訪れた3月中旬は雨期の後半。到着した夜はスコールに見舞われた。南国の日差しが顔をのぞかせた翌朝、チャイナタウンと名が付いた中心部をまず訪れると、薄茶色の壁に三角屋根が二つある建物が目を引いた。サンピクチャーズ(①)という「世界最古の営業中の野外映画館」だ。1903年完成の建物の最初の所有者は日本人実業家。アジアの食材や衣料品を売る広い商店で、能の舞台もあった。13年後の映画館のオープン時は手放していたが、周辺はボタンの原料となる真珠貝の採取が盛んで、アジアからの潜水士たちでにぎわった。その最大の勢力が日本人。技術と勤勉さで大勢の移住が認められ、一帯は「日本人街(ジャップタウン)」と呼ばれた。
隣の通りに進むと、宝飾店が並ぶ。プラスチックのボタンが主流になった第2次大戦後、町は養殖真珠の拠点となった。今度は日本人の養殖技術者らが発展を支えた。
オーストラリアの真珠産業は2年前、MSCという「海のエコラベル」を取得して注目を集めた。プラスチックごみなど海洋汚染が世界的な問題になるなか、養殖に使う天然貝の採取のルールづくりなどの努力が評価された。
ある店では、そうしてできる大きな真珠の首飾りが11万9000豪ドル(約900万円)もした。店員のミッカ・ポエリナ(36)は「祖父は真珠の仕事で東ティモールから来た。祖母はアボリジナルピープル(先住民)」とほほえんだ。近くの広場マレオーバル(②)にある大きな枝葉のバオバブの木陰でくつろぐのは、確かに先住民が多い。人口1万6000人余りの町で先住民が3割近くを占める。
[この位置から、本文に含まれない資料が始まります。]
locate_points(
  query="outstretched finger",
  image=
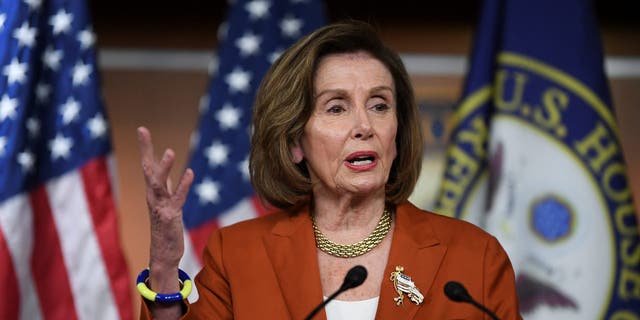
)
(165, 165)
(145, 144)
(183, 186)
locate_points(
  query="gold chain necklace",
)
(357, 249)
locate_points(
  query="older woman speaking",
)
(336, 147)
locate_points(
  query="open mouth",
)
(361, 160)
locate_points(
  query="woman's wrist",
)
(182, 284)
(163, 279)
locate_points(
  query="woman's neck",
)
(355, 216)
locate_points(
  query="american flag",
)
(254, 35)
(60, 256)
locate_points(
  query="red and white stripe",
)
(60, 256)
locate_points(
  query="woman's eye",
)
(381, 107)
(335, 109)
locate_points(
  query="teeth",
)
(361, 162)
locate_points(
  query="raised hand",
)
(165, 213)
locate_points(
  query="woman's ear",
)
(296, 152)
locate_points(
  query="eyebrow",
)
(342, 91)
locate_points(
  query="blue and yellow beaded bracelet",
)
(187, 286)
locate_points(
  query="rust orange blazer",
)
(267, 268)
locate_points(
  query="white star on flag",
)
(26, 36)
(291, 26)
(26, 161)
(33, 126)
(87, 38)
(238, 80)
(248, 44)
(228, 116)
(208, 191)
(61, 21)
(97, 126)
(203, 106)
(15, 71)
(52, 58)
(69, 110)
(81, 73)
(217, 154)
(243, 167)
(257, 9)
(42, 92)
(8, 107)
(60, 147)
(3, 145)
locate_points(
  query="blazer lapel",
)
(291, 249)
(415, 248)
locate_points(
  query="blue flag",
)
(254, 35)
(60, 256)
(535, 159)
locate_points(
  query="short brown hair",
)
(284, 104)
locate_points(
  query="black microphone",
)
(354, 278)
(457, 292)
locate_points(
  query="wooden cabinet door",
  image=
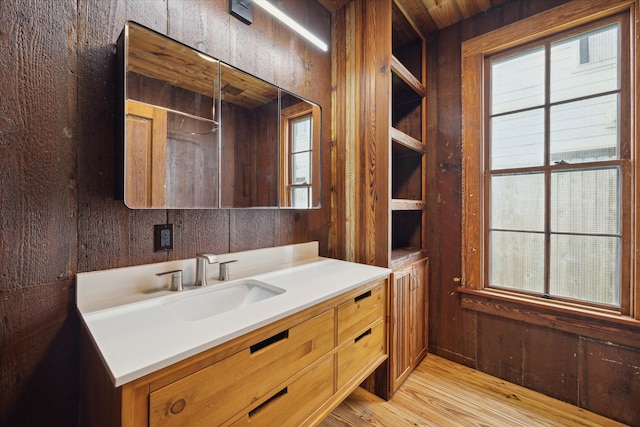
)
(400, 351)
(145, 167)
(419, 311)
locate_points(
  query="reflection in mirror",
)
(249, 140)
(171, 141)
(198, 133)
(299, 152)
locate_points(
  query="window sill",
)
(601, 325)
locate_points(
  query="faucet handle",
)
(176, 279)
(210, 258)
(224, 270)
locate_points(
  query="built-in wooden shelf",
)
(401, 71)
(408, 141)
(407, 205)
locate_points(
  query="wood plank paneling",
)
(38, 355)
(38, 126)
(543, 370)
(610, 380)
(453, 329)
(501, 353)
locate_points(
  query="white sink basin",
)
(222, 298)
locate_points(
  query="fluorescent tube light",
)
(279, 15)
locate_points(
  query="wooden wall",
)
(58, 215)
(602, 376)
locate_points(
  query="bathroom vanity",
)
(159, 358)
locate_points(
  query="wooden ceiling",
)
(431, 15)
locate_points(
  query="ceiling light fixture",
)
(282, 17)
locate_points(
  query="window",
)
(299, 188)
(547, 212)
(300, 177)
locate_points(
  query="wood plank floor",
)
(443, 393)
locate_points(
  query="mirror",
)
(199, 134)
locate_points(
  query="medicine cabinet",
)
(197, 133)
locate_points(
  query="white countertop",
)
(137, 334)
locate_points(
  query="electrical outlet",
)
(163, 237)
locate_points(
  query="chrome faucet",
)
(223, 274)
(201, 267)
(176, 279)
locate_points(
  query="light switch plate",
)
(242, 9)
(163, 237)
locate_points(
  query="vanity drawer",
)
(214, 394)
(361, 350)
(357, 313)
(297, 401)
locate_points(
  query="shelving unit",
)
(407, 140)
(380, 168)
(407, 216)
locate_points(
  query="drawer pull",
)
(363, 296)
(268, 401)
(271, 340)
(362, 335)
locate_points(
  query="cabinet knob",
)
(178, 406)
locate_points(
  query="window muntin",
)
(553, 175)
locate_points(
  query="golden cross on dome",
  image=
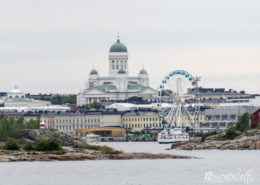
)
(118, 36)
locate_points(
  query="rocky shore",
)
(75, 156)
(248, 141)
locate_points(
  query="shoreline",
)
(74, 156)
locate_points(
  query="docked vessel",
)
(172, 135)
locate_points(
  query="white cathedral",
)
(118, 85)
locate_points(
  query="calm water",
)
(235, 167)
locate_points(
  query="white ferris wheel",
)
(179, 89)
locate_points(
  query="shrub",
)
(29, 146)
(11, 144)
(48, 145)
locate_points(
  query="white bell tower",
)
(118, 58)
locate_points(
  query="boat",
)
(172, 135)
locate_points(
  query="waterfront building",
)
(118, 85)
(103, 132)
(225, 117)
(68, 122)
(139, 120)
(17, 98)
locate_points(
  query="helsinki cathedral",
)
(118, 85)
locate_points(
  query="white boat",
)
(172, 135)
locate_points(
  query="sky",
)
(51, 46)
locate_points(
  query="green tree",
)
(243, 122)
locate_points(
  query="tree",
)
(243, 122)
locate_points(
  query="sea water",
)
(213, 167)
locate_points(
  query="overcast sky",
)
(50, 46)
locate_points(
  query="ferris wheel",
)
(179, 89)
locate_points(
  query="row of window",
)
(140, 119)
(117, 67)
(141, 125)
(78, 121)
(117, 62)
(72, 127)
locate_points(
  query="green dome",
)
(143, 72)
(121, 71)
(93, 72)
(118, 47)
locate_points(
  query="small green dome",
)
(93, 72)
(143, 72)
(118, 47)
(121, 71)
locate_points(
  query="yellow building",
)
(104, 132)
(137, 121)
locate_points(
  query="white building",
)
(16, 98)
(118, 85)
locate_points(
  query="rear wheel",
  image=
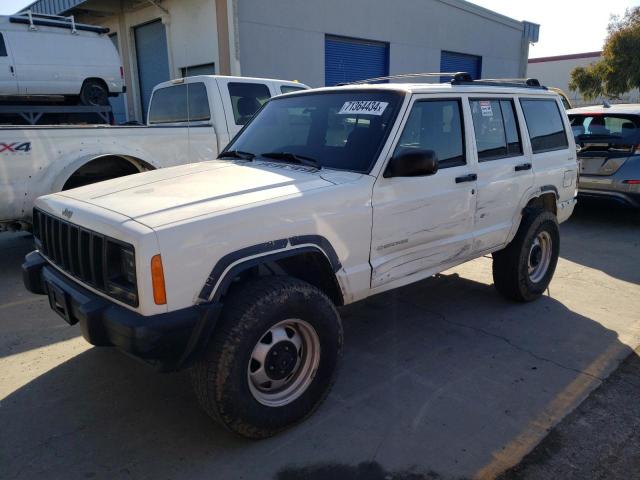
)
(524, 269)
(272, 359)
(94, 93)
チャイナタウンを離れ、パール・ハマグチ(79)という女性に会った。白人と先住民の間に生まれた母を持ち、父方の祖父は中国人、祖母は日本人。自らも戦後に真珠の仕事でやってきた日本人の浜口博司(故人)と結婚した。「ブルームはみんなが混じり合う場所」と自らを重ねて言う。パールが日本人墓地(③)に車で案内してくれた。古い墓は明治時代の後半に建てられている。900人の埋葬者の出身地は西日本の県や村が多い。ここに眠る夫と出会ったタウンビーチ(④)も訪ねた。美しい海が広がり、今も市民の憩いの場だ。
日が暮れて、サンピクチャーズを再訪した。350席の前方の半分は屋根がない開放空間。アイスクリームをほおばって上映を待っていたシャロン・プライス(47)は「雰囲気が好き。飛行機が飛んでくるのが見えたりして」。風を感じ、星も見える映画館。日本人の若い潜水士たちが楽しんだ銀幕の夜を想像した。
渇きを癒やす南国の地ビール
様々な背景の人々が集まる町だけに、これが名物料理、と言い切れるものはないようだ。そこで、人気のビアレストラン「マッツォズ・ブルーム・ブルワリー」(⑤)を訪ね、何種類もあるここで作った地ビールの生ビールのうち、マンゴービール(約700円)を注文した。
オーストラリア産マンゴーを加えたほのかな甘みとドライな味わいは、トロピカル。ビールの苦みがちょっと、という人にもお薦めだ。料理は人気メニューのワギュウバーガー(約1900円)を。オーストラリア産ワギュウのパテにチーズが載ってボリュームたっぷりだが、さわやかなビールとよく合った。
店名のマッツォは「松本」から。このレストランは「マッツォズストア」という雑貨商店だった建物を移築した。雑貨店を1978~85年に経営していたのはフィリップ・マツモト(78)。戦前に潜水士として長崎県から来た松本嘉喜雄と先住民の妻エレナ(ともに故人)の息子で現在、ブルームの市議を務める。
日本軍の空襲
太平洋戦争が始まると、ブルームの日本人はオーストラリア国内の収容所に入れられた。1942年3月3日、日本軍の零戦9機が連合軍の戦闘機や飛行艇を狙ってブルームに来襲。約90人が犠牲になった。戦争を境に町の中心部の呼び名は、ジャップタウンからチャイナタウンに変わったという。
サンセットを楽しむなら
町の西端にあるケーブルビーチは、1889年に電信網がつながった場所だったため、この名前がつけられた。南北に22キロに及ぶビーチの南端の砂浜には、車でそのまま乗り付けることができる。夕暮れ時にはインド洋に沈んでいく美しい夕日を眺めようと、人々が集まる。